Nasci e un giorno ti diranno che ti hanno desiderato ma non cercato. Ma in fondo, che importa cosa diranno? Sei vivo. Era l'unica opportunità che avevi e i tuoi genitori hanno detto sì. Cercato o no, ti hanno accolto, ti amano. Questa è una storia vera: una storia come tante, che son sempre troppo poche.
«Amare è comprendere la ragione che Dio aveva per creare quel che amiamo» (Nicolás Gómez Dávila)
Non glielo diranno a quel figlio che non era stato cercato. Che la sua mamma aveva deciso di non volerlo tenere. Che era stato papà a convincerla di sì, con quali parole Dio solo lo sa. Non glielo diranno a quel figlio, il terzo: a nessuno piacerebbe sentire, di sé, questa storia.
La mamma che scopre di custodire una vita che non aveva programmato, ma due bambini li ha già, e il più piccolo è ancora troppo piccolo e i nonni son lontani… E poi il lavoro, chi gli darà una mano: le giornate son già tanto complicate così…
Nasci e un giorno ti diranno che ti hanno voluto, oppure desiderato ma non cercato. Ma in fondo, che importa cosa diranno? Sei vivo. Era l’unica opportunità che avevi e i tuoi genitori hanno detto sì. Cercato o no, ti hanno accolto, ti amano. E questa è una storia vera: una storia come tante, che son sempre troppo poche.
La mamma scopre di aspettare un bambino, ma è spaventata perché quel figlio non era previsto (adesso si dice così) e vuole abortire. Il papà temporeggia.
Non ci sono motivi di salute, non ci sono problemi economici. Chi l’ascolta lo sa, ma è lei a dover decidere, a dire l’ultima parola sulla vita o la morte del figlio che ha in grembo. Il cuore è in tumulto ma lei ha deciso. Ora è un riccio: non vuole parlare più con nessuno. Ha detto no.
Prende tempo il marito, il papà di quel bimbo. Si confida, chiede aiuto. Lui lo sa che aborto non è una parola soltanto. Che se la moglie andrà in ospedale non è per un’escrescenza, un bubbone. Lo sa che nel grembo di lei c’è una vita, suo figlio, e che non gli basta dire è stato un incidente, qualcosa non ha funzionato. Se i conti non tornano non è un buon motivo per impedire a quel bimbo – il suo, il loro bimbo – di vedere la luce.
Al consultorio hanno ascoltato lei, le sue paure. Le han detto signora il corpo è suo, decida. Guardi, la capiamo. Non era previsto un terzo figlio, ce l’ha detto. Veda lei. Ci pensi. Avanti la prossima.

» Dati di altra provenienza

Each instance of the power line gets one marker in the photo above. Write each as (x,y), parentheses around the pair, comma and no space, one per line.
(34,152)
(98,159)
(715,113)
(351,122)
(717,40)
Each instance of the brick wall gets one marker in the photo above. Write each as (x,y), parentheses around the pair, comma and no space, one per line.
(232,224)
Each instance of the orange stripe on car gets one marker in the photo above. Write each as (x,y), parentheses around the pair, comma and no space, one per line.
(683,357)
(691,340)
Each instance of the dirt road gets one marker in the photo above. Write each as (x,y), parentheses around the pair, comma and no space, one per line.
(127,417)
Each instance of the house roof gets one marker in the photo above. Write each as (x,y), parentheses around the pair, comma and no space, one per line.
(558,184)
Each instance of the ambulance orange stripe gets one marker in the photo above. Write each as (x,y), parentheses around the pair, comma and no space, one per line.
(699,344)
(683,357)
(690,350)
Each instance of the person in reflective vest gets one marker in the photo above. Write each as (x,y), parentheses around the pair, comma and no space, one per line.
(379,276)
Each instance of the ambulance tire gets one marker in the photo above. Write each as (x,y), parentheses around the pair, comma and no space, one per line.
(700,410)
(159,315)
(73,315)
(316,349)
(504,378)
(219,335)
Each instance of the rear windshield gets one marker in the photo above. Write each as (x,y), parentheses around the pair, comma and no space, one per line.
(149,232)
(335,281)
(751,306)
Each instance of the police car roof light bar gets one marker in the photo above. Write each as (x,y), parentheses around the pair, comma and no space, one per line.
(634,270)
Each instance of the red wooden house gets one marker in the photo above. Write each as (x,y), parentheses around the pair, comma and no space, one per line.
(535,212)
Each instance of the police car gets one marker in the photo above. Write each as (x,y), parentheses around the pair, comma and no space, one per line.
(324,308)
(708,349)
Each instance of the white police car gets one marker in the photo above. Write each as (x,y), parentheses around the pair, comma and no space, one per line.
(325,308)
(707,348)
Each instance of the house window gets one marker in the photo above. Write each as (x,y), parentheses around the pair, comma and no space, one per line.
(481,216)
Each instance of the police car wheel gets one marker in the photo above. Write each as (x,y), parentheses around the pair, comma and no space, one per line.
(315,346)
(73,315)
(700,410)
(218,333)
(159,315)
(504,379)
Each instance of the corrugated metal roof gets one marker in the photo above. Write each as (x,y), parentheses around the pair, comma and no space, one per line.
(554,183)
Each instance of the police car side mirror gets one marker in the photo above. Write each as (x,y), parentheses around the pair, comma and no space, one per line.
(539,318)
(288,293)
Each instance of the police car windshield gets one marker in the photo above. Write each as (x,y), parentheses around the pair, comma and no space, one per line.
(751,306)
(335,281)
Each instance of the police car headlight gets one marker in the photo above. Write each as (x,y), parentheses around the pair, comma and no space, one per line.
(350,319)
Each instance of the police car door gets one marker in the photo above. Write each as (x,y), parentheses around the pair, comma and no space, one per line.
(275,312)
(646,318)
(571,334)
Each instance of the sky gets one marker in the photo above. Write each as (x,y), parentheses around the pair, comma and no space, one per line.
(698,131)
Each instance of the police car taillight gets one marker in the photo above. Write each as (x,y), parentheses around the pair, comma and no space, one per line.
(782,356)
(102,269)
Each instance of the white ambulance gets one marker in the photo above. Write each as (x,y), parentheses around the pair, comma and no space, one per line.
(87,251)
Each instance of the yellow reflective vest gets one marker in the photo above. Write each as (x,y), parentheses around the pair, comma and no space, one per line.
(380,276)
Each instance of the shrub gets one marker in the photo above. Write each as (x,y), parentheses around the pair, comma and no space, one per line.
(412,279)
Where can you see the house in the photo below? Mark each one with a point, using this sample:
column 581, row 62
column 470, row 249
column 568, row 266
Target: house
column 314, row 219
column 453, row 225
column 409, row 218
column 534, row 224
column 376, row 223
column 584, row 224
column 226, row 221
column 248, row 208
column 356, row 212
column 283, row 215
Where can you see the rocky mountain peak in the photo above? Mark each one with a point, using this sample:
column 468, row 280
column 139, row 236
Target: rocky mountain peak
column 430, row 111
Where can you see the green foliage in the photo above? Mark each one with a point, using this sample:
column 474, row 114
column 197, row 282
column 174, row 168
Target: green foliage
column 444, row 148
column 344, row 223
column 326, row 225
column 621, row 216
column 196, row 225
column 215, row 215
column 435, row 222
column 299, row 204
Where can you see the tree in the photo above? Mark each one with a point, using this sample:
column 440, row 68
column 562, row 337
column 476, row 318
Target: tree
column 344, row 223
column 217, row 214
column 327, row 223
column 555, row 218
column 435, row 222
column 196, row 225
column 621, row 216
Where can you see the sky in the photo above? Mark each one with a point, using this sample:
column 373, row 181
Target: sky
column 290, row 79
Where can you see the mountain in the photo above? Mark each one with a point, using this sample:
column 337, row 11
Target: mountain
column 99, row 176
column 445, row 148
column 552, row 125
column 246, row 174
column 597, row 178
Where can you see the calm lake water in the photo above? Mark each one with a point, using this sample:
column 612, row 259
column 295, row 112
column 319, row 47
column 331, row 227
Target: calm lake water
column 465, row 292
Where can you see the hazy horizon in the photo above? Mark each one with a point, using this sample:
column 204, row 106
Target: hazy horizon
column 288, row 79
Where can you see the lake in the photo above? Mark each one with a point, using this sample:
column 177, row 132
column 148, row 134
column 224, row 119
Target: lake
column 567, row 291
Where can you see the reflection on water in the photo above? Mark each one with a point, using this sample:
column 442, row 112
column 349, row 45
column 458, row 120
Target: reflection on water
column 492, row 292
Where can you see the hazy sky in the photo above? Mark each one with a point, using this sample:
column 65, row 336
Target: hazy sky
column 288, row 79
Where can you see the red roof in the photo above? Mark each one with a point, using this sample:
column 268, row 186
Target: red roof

L’amico è stato accanto all’amico (cos’è sennò, “voler bene”?). Se ci sono problemi, gli ha detto, vediamo insieme come risolverli. Se c’è bisogno di soldi, di aiuto, dimmi. Ce la farete, ce la faremo. Insieme. Però sappi: c’è vostro figlio, un bambino, nel grembo di tua moglie. E’ parte di lei, parte di te. E’ il frutto del vostro amore. (Sì, il frutto, perché se l’amore non è sterile, è seme che germoglia)
Magari, come dici, non l’avete cercato, eppure c’è. Parla, l’amico all’amico. E’ il vostro bambino. Amalo. Amatelo insieme.
Poi l’amico telefona in giro e chiede preghiere - noi cristiani facciamo così - e da quel momento sono in tanti a tifare per quel “tu” appena accennato, per quel cuoricino che batte e che dice io sono.
Siamo tanti, piccolino. Abbiamo pregato perché papà trovasse parole buone da dire alla mamma. Parole di sostegno e di speranza. Parole d’amore.
Oggi la notizia, bella da far suonare le campane a festa. «Aspettiamo un bambino, il terzo!»
Grazie a te, dice l’amico all’amico. Grazie per avermi sostenuto. Temevo di perdere mia moglie e invece no. Gliel’ho detto, a mia moglie, che ho parlato con te e che, dopo, ho trovato parole che avevo dentro, nello scrigno prezioso del cuore. La sua vita, e la mia, e noi che quel giorno ci siamo incontrati. Niente. Niente sarebbe accaduto di bello tra noi, da noi, se le nostre mamme, impaurite, avessero detto no…
Grazie, amici, per le vostre preghiere. «Chi salva una vita salva il mondo intero».